For what it's worth, I find the former option is much better if you intend on
having a large number of similarly spec-ed servers (since the vendor will have
nice management tools designed to make your life easy) and the latter option
is much better if you need very specific configurations (eg; bleeding-edge
hardware) or you're reasonably competent at IT and want to save $$.

What's your budget?

If < $4k you'll want to go dual socket. Xeon E5's are topping out at 22 cores
per socket nowadays. You'll find the price sweetspot around 12 cores/socket.

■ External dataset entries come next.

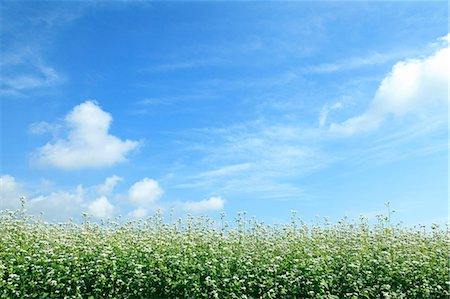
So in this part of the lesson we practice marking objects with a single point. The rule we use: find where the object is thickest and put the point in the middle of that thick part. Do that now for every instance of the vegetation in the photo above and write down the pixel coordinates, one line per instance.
(198, 258)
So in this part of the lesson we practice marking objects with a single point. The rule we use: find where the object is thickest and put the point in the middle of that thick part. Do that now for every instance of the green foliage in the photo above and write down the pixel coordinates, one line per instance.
(200, 259)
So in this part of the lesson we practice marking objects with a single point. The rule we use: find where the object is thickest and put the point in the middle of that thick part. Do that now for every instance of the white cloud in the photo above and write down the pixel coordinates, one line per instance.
(323, 117)
(414, 87)
(101, 208)
(59, 205)
(10, 191)
(88, 144)
(214, 203)
(108, 186)
(145, 192)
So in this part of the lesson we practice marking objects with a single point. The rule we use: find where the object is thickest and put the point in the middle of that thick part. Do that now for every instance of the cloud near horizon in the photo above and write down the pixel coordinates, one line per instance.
(413, 87)
(213, 203)
(88, 143)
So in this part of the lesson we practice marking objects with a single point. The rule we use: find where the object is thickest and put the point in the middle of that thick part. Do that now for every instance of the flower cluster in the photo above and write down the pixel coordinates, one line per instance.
(198, 258)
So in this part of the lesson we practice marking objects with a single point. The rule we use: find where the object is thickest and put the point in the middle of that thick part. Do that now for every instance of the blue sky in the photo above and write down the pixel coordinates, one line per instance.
(326, 108)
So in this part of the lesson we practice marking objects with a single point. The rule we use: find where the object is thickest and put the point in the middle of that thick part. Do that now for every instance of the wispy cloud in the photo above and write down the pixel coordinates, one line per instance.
(214, 203)
(414, 86)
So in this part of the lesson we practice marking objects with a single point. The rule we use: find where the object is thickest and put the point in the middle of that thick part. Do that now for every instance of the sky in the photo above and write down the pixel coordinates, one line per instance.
(331, 109)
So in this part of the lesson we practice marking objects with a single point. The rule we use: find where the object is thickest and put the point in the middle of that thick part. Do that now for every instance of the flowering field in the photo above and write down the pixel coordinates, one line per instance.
(198, 258)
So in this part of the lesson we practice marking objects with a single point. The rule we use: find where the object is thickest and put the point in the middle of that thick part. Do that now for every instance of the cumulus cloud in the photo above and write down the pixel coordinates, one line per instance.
(413, 87)
(108, 186)
(60, 205)
(145, 192)
(88, 144)
(214, 203)
(101, 208)
(138, 213)
(10, 191)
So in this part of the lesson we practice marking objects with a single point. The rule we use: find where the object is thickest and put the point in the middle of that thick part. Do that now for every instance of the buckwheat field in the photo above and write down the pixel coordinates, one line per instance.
(199, 258)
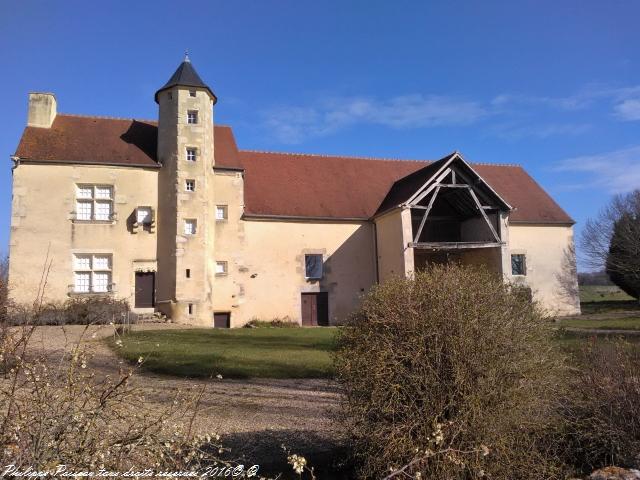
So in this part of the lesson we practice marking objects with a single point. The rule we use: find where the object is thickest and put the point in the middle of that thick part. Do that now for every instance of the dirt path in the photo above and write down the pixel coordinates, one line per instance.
(252, 415)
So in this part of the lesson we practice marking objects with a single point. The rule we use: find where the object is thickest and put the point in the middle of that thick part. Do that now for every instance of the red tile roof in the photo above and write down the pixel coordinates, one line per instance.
(276, 184)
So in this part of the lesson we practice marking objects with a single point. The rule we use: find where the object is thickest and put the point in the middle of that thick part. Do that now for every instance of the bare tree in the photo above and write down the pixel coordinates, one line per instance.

If > $5k you can go for the Xeon E5-4xxx series (which if you want to wait for
Q2'16 are getting a slight speed bump) in the V4 models. You'll get up to 18
cores/socket but the price sweetspot is still around 12 cores/socket (gives
you 96 logical threads in linux).

Most decent server motherboards for these processors will support 512GB+ DDR4
ECC RAM. Again, supermicro is a good bet. Just make sure it's a server and not
workstation motherboard (it should have dedicated IPMI). If you're planning on
running something storage intensive, spring for a MOBO with built-in SAS
adapter.

Then you'll be better off dockerizing your application instead of spinning up
a bunch of VM's. Why? You get easy shared access to disks, much lower
overhead, you can easily use a cloud builder like quay.io, and if you want to
deploy to AWS or your own server your code is guaranteed to run identically.

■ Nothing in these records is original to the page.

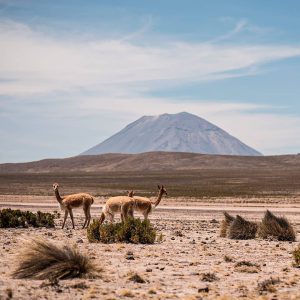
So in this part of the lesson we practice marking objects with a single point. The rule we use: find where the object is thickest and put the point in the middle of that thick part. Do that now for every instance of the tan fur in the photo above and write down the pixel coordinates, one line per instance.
(118, 204)
(69, 202)
(144, 205)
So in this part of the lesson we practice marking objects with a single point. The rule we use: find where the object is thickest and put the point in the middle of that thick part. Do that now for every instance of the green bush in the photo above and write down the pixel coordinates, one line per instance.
(131, 231)
(277, 228)
(10, 218)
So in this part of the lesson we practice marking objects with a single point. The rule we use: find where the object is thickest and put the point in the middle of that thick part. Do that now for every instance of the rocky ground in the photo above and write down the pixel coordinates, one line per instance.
(191, 261)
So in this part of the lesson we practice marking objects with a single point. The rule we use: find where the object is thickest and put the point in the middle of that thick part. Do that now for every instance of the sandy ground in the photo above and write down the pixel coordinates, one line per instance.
(172, 269)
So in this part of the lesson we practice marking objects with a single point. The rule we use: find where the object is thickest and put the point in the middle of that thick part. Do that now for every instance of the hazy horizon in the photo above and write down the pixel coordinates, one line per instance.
(73, 74)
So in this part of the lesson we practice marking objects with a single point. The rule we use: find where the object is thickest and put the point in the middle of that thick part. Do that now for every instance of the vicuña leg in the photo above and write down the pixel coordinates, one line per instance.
(89, 216)
(72, 218)
(65, 218)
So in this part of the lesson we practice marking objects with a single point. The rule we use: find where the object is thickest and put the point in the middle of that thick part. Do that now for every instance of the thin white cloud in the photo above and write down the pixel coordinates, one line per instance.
(54, 78)
(34, 63)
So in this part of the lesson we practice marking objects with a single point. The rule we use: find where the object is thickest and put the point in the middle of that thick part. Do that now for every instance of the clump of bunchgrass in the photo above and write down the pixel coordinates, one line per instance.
(278, 228)
(10, 218)
(268, 285)
(241, 229)
(209, 277)
(42, 259)
(136, 278)
(225, 224)
(131, 231)
(247, 267)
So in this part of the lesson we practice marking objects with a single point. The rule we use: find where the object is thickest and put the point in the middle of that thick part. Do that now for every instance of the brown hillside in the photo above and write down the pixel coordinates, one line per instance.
(152, 161)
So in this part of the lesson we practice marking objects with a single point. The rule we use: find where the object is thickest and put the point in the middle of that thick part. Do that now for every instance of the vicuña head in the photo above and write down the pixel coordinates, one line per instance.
(130, 193)
(55, 186)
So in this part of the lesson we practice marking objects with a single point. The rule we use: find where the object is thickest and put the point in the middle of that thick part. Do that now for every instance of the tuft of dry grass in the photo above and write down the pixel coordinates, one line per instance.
(276, 227)
(42, 259)
(136, 278)
(246, 267)
(241, 229)
(209, 277)
(225, 224)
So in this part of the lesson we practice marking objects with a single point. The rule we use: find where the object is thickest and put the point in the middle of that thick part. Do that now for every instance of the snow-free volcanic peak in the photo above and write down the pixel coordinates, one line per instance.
(181, 132)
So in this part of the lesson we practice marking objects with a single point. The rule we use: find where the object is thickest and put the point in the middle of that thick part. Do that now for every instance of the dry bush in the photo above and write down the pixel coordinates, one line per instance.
(131, 231)
(225, 224)
(268, 285)
(241, 229)
(209, 277)
(41, 259)
(10, 218)
(246, 267)
(296, 255)
(278, 228)
(136, 278)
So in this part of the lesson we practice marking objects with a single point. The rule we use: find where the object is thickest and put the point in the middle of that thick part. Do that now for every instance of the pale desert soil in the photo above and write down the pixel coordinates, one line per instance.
(172, 269)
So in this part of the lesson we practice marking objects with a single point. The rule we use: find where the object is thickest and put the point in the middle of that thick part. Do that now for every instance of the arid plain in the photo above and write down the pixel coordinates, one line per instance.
(190, 261)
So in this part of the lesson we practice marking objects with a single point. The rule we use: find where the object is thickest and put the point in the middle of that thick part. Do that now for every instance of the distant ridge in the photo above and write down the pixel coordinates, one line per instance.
(153, 161)
(182, 132)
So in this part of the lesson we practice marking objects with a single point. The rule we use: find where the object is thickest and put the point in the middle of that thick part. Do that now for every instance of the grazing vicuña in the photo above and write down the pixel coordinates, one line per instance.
(67, 203)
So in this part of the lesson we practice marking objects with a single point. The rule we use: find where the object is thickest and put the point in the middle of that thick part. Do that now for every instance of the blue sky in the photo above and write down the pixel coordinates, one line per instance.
(74, 72)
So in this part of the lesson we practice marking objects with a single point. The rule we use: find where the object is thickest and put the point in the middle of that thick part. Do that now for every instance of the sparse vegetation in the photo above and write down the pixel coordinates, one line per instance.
(131, 231)
(268, 285)
(247, 267)
(10, 218)
(225, 224)
(41, 259)
(136, 278)
(296, 255)
(277, 228)
(241, 229)
(228, 258)
(209, 277)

For what it's worth, I currently run highly networking and CPU bound trading
programs in a containerized environment and it's been wonderful. Much easier
than VM's and much lower overhead. Plus you can mess with the networking to
your heart's content (made easy by using pipework).

------
cjbprime
If you're not comfortable building your own, I'd start with a workstation from
Dell or HP (e.g. "Dell Precision Workstations"), choose the _smallest_ amount
of RAM they offer, then buy RAM yourself to get the amount you need (make sure
the base machine supports that much RAM). Dell and HP always massively
overcharge for RAM upgrades compared to the cost of buying it yourself.

In general you can't put a dozen processors in a server. You could get that
many _cores_ with something like two eight-core Xeon CPUs easily.

------
facorreia
As I'm sure you know, you'll need to pre-select how much memory, storage, and
CPU power you'll need. This offer may fit your needs. You'll find some
specifications on this link, and there is an option to customize it. It may be
useful to call their hotline and talk to a consultant.

[http://www.dell.com/us/business/p/poweredge-t630/pd](http://www.dell.com/us/business/p/poweredge-t630/pd)

------
buffalotides
PM sent to the email address listed on your profile.